Carabali hocha la tête. « Ça part en vrille à vitesse grand V, à ce que j’ai cru comprendre, capitaine.
— En effet. Mais nous devons exfiltrer les prisonniers de guerre de l’Alliance détenus dans ce camp. Nous allons tenter de contacter des gens susceptibles de négocier avec nous leur libération, mais, à ce qu’il semble, vos fantassins vont devoir s’appuyer une rude besogne.
— C’est la raison même de la présence de fantassins dans la flotte, capitaine : mener à bien les missions difficiles. » Carabali salua. « Je vais échafauder un plan tenant compte à la fois de l’existence d’éléments hostiles à l’extérieur du camp et de la résistance des gardes à l’intérieur.
— Merci. La flotte vous dégagera la voie, même si elle doit transformer toute la zone environnante en cratère. »
Desjani soupira. « Les opérations au sol. Beurk ! Je leur préfère franchement les batailles spatiales.

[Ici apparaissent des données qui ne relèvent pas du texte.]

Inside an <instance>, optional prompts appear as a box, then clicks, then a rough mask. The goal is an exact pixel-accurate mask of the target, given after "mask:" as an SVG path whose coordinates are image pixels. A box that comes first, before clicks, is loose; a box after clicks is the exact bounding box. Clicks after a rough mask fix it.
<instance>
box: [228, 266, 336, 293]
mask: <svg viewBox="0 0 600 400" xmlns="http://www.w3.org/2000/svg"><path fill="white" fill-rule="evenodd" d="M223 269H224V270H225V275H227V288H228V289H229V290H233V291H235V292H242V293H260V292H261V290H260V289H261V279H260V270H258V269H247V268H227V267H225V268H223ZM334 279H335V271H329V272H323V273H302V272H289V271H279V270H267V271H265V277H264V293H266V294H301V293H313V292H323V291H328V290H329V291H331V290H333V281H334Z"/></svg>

— Moi aussi, mais nous ne pouvons pas y échapper, apparemment. » Il fixa l’hologramme en fronçant les sourcils. « Rompons la formation. Laissons assez de vaisseaux ici pour défendre les bâtiments en réparation et mettons le cap sur la troisième planète. Madame la coprésidente, j’apprécierais que vous entamiez des négociations avec les autorités du camp de travail dès que le service du renseignement les aura identifiées. Veillez à bien leur faire comprendre que toute tentative de chantage impliquant une atteinte à la vie des prisonniers serait vue d’un très mauvais œil.
— Je ferai de mon mieux, déclara Rione. À condition toutefois qu’il y ait des responsables dans ce secteur. Et si j’échouais ?
— Alors les fantassins du colonel Carabali iraient frapper à la porte du camp, et, s’ils devaient en arriver là, je n’aimerais pas me trouver sur leur chemin. »
Vingt-quatre heures plus tard, alors que Geary passait en revue les derniers rapports sur le statut de la flotte, Rione fit irruption dans sa cabine : « Nous avons réussi à contacter directement ce camp de travail. Les gardes ont peur de nous et des rebelles qui encerclent le camp. Ils voient en ces prisonniers leur ultime levier et dernier recours, et ils tiennent à en tirer le maximum. Ils redoutent aussi les autorités syndics.
— Alors même que tout part à vau-l’eau et que nous avons pratiquement éliminé la flotte syndic ? s’étonna Geary.
— Dans la mesure où l’on ne sait rien des nombreuses pertes infligées à cette flotte à leur niveau hiérarchique, ça n’a aucune incidence, capitaine Geary. Pour eux, l’équation est simple : s’ils nous résistent, ils risquent leur vie ; s’ils ne nous résistent pas et que les autorités reprennent le contrôle de ce système, ce sont eux et leurs familles qui en pâtiront.